Asparagus (Asparagus officinalis L.) is a long-term perennial vegetable crop. A certain number of years after planting, yield and quality start to decline due to natural aging. In addition, when marketable yields continually decrease as a result of growth suppression, it becomes necessary to replant; however, asparagus production in former asparagus fields (replanting) is often less profitable than that in fresh fields without a history of asparagus crops (new planting). This phenomenon is common in older asparagus production areas and is known as the replant problem (1, 7, 16, 37). Growth inhibition due to continuous cropping of asparagus has become a large problem in the world’s older asparagus production areas.

A number of factors have been associated with the early decline of asparagus, including increased infection of the soil with soil-borne pathogenic fungi, mainly Fusarium oxysporum f. sp. asparagi and Fusarium proliferatum(1, 26, 34). F. oxysporum and F. proliferatum are the casual agents of a destructive disease of asparagus called Fusarium crown and root rot. Both species are ubiquitous in asparagus field soils and colonize the crowns and roots of symptomatic, as well as asymptomatic, plants (33). F. oxysporum is more often found in young roots, whereas F. proliferatum is dominant in nearly all other plant parts (4). These pathogens can be transmitted by seeds, and can simultaneously colonize both vascular and epidermal tissues.

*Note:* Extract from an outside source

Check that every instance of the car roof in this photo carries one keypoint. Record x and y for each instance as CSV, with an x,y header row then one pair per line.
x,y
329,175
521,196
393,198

Furthermore, growth inhibition due to allelochemicals from the asparagus residue and to the degradation of field environments, such as the physical condition and chemical properties of the soil, seem to be incidental factors in the early decline of asparagus (6, 21, 36). So far, effective countermeasures have not been established, and technological development in this area is expected.

Many studies have focused on the effects of soil-borne fungus on asparagus (1, 3, 4, 19, 26); however, little research has focused on the effects of soil microorganism community structures on asparagus. Soil microorganisms directly and indirectly affect crop growth, whereas fertilization, organic substance management, and cropping systems affect the soil microorganism community structure. Recently, it has become possible to extract DNA directly from the soil (environmental DNA), and a method has been developed for estimating the soil microorganism community structure from the environmental DNA. Muyzer et al. was the first to profile microbial communities using polymerase chain reaction and denaturing-gradient gel electrophoresis (PCR-DGGE) (23). The first application of this technique for fungal community analysis was performed by Kowalchuk et al.(15). Since then, PCR-DGGE has proven to be a powerful technique for the culture-independent detection and characterization of fungal populations in plant materials and soil. Yergeau et al. used PCR-DGGE to profile Fusarium community composition in asparagus plant samples (35). The PCR-DGGE technique could be used to assess Fusarium community composition directly from plant samples, without the need for isolation and culture; however, no study has tried to assess Fusarium community composition in soil.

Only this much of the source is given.